Today's Reading

PROLOGUE
September 7, 1940

Miss Redfern!" snapped Miss Wilkes, causing me to jerk up and my pencil to skitter across the page of my notebook.

"Yes, Miss Wilkes," I said, slowly reaching for an old dispatch to pull over my shorthand practice in hopes that she wouldn't notice.

I needn't have bothered. My supervisor looked distractedly at a clipboard she held in her ringless hands. "You're due for your first sunlamp treatment."

"Sunlamp treatment," I repeated.

"All of us are required to go. It helps keep us healthy, what with the amount of time we're underground," Miss Wilkes explained. "I'm certain that one of the other girls must have mentioned this while training you."

I fought the urge to protest that, in the few days I'd been employed in the typing pool at Prime Minister Churchill's secret underground bunker, there had been so much information to take in that I hardly knew which way was up any longer. The cabinet war rooms had security protocols, shift patterns, air raid and ground invasion warnings. Working there was like being dropped into a foreign land without a dictionary.

"I apologize, Miss Wilkes. I became caught up in my work, and it slipped my mind," I fibbed.

Miss Wilkes shot me a look that seemed to say, A likely story. "Go now while there is a lull before the evening shift change. And remember to secure your notes."

I hurried to tidy my desk. My notes and the old dispatch went into the locked container with a slit at the top that would be taken to the incinerators later so that all potentially sensitive materials could be burned. I had no handbag with me—there really is no need for one when your bed and your desk are separated only by a veritable rabbits' warren of tunnels. Instead, I flung my pistachio green cardigan over my cream-colored blouse with the rounded collar, slung my brown leather gas mask case over my shoulder, touched my hair to make sure the dark brown curls were in place—you never knew whom you would meet in those corridors—and set off with purposeful steps.
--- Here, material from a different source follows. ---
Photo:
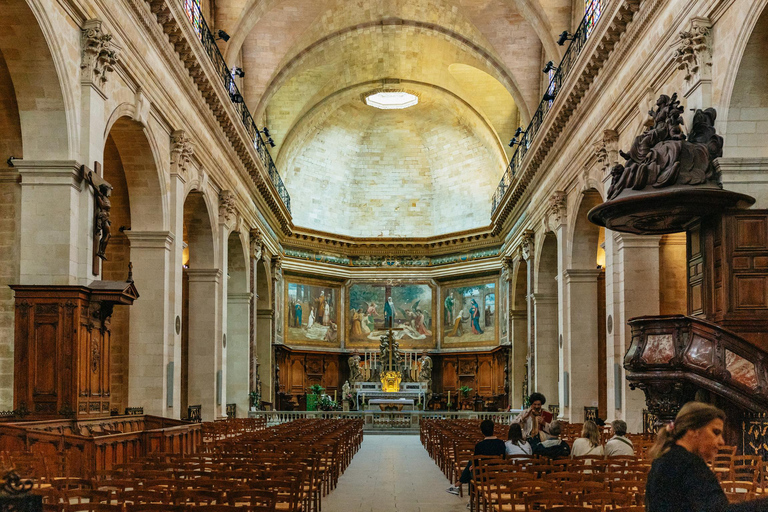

Around the corner from the typing pool, however, I hesitated. I'd been warned that taking a sunlamp treatment would require stripping down to my unmentionables and then standing in front of the blasting ultraviolet light with my eyes firmly shut. During busy times, this could mean waiting in queues that stretched down the corridor, and I was not going to stand around without a book. I changed course and headed to the Dock.

I knew the risk I was taking with this extra trip to the barracks, where all of us more junior staff who made up the nerve center of Britain's most secretive, sensitive wartime hub slept during our three-day shifts. I didn't know how things were on the men's side—it was made explicitly clear to me that I would never see that part of our barracks—but descending into the women's Dock meant I was just as likely to find myself alone as I was to be caught up in an assessment of the attractiveness of a newly sewn siren suit, a heated debate of our military strategy in Europe, or a detailed discussion of why some half-wit boyfriend had just left a crying typist or switchboard operator who was clearly the best thing that had ever happened to him.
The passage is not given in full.